What can you do with a major in psychology?

This fascinating field caters to adult learners who want to help mend minds and pioneer new research projects.

Psychology isn't all ink blots and Freudian analysis, and as scientists learn more about the brain, this fascinating field caters to adult learners who want to help mend minds and pioneer new research projects.

Curious about what you might study as a psych major? Here's a taste of what you can expect when you go back to college:

Contemporary brain research

Along with brain mapping technology and studies on common cognitive conditions like dyslexia and attention deficit disorder, scientists are perpetually finding new quirks of the brain. For example, researchers are bringing the neurological condition synesthesia to the front of experiments. This rare brain condition involves sensory crosses – syntesthetes commonly listen to music and see colors or associate certain letters with tastes.

Many abnormal psychology classes briefly touch on this condition, which has neither positive nor negative effects on the brain. If you decide to become a psych major, you can go on to research synesthesia and just about any other unique neurological conditions you find fascinating.

Alternative forms of therapy

Why not use your creative side to heal troubled minds?
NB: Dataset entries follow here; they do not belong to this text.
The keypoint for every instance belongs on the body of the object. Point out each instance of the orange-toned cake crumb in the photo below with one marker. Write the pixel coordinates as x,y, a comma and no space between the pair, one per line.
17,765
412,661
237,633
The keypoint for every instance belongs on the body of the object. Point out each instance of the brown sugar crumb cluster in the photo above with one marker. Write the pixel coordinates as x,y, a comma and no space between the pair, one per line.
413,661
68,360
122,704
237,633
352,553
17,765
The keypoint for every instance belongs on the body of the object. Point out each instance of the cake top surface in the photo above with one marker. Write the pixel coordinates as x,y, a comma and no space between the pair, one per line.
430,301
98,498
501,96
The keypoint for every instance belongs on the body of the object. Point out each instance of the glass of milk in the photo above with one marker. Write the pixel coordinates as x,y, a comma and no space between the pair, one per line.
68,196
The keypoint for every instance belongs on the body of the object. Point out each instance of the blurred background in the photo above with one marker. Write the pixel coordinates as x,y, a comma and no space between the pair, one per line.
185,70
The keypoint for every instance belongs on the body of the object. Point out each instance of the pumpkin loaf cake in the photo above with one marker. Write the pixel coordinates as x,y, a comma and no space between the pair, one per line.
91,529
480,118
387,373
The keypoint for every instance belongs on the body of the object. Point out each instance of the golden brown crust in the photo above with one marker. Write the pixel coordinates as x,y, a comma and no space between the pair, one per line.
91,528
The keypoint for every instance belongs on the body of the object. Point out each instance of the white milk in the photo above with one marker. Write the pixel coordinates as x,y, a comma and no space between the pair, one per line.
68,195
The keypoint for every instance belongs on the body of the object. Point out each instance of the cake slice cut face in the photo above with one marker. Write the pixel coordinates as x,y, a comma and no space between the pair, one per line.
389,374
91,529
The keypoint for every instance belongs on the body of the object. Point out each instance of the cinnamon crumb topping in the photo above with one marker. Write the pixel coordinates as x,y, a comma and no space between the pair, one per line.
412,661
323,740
While you're going back to college, you can explore a number of methods and alternative therapies in all of your classes. Art and music therapy, for example, employs the use of the creative half of the brain to relieve anxiety, mental illness, addiction, depression and some neurological problems.

Many cases of post-traumatic stress disorder have been treated with music therapy, and even in elementary schools, teachers often use music to calm down some of their more rambunctious students.

As an alternative therapist, you could work in nursing homes, correctional facilities and even psychiatric hospitals.

Potential career paths

After graduating as a psychology major, you can use your education to pursue any number of career paths, from school counselor to psychiatrist, and pave your way to a promising future.

As a college adviser, many of whom majored in psychology, you'll help students choose their coursework based on their passions and personality. With a background in psychology, these advisers give learners the support and advice they need to succeed.

If you're up for a challenge, becoming a psychiatrist is both lucrative and rewarding. The job requires an additional four years of medical school, a year's worth of interning and three more years of residency. After that, you'll tackle the most difficult cases, including schizophrenia, bipolar disorder and manic depression.